I generally don`t work hard. I was even known as the hardly working journalist when I was with The New Indian Express. Now don`t ask me what is so new about that newspaper. Haven`t you heard of that joke wherein somebody said: “It took an illiterate man to build the Rs 99000-crore business empire called Reliance and it took an MBA from the Wharton and another from Harvard to divide it.”

Same was the case with the Indian Express family. On second thoughts…I think we should have never named the Leander-Bhupathi duo, Indian Express….they also parted ways. The difference is – Mahesh Bhupathi doesn`t call himself The New Leander Paes.

Not funny? You got to excuse me because I am not used to hard work. And today I have worked hard. Well, at least I walked around gripping a few sheets of white paper, my two arms hanging by my side like the two peels of banana skin that hangs on the side while you nibble at the fruit.

My hair is all disheveled. I also make it a point to not comb the hair on my ears. My grandfather once said it was lucky to have hair on your ears.
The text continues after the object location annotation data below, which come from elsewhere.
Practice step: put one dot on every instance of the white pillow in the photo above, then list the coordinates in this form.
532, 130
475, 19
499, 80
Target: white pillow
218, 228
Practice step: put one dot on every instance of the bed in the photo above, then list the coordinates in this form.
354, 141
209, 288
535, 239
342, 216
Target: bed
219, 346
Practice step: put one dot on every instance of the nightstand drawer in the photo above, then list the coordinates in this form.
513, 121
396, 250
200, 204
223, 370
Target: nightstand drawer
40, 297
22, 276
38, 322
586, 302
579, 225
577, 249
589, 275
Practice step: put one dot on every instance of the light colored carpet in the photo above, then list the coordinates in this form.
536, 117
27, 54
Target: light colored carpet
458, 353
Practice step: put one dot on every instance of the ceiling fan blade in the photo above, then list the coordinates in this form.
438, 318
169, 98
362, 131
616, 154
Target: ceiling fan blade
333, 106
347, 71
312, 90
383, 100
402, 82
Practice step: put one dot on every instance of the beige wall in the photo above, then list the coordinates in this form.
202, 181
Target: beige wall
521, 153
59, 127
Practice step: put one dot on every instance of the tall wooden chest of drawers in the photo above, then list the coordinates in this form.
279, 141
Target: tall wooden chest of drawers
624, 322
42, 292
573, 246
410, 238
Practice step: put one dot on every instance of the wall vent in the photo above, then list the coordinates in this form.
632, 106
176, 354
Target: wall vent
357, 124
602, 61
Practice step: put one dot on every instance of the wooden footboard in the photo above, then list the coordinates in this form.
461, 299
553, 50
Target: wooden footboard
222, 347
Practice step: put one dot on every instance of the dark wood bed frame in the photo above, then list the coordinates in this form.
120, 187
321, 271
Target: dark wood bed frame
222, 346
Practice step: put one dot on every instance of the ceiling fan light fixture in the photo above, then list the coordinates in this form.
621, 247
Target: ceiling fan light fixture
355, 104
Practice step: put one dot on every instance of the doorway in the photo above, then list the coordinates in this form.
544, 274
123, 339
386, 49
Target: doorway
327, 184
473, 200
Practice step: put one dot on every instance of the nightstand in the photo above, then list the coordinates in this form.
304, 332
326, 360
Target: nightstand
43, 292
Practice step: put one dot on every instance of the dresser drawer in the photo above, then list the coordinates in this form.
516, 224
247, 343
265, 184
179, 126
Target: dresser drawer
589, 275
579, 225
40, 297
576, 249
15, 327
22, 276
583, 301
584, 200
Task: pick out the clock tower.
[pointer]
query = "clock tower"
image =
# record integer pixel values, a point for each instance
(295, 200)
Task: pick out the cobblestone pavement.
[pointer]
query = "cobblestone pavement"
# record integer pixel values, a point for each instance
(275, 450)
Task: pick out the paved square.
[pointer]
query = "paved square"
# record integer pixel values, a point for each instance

I tried to argue that he was consoling me…but he stuck to his views. Till the day he died, he maintained that hair on the ears was a lucky thing. I still don`t believe him because he never left me anything in his will. Guess it is not lucky after all.

Anybody who saw me today would have known that I worked. I even made it a point to pour ink on my shirt. Since I don`t use ink…I had to ask the office boy to buy ink from a nearby shop.

Guess, it is the hard work showing. Or is it the jogging that I went for in the morning?

While on hard work…how about two very good quotes on the concept…

Hard work never killed anybody, but why take a chance?
– Edgar Bergen

When a man tells you that he got rich through hard work, ask him: ‘Whose?’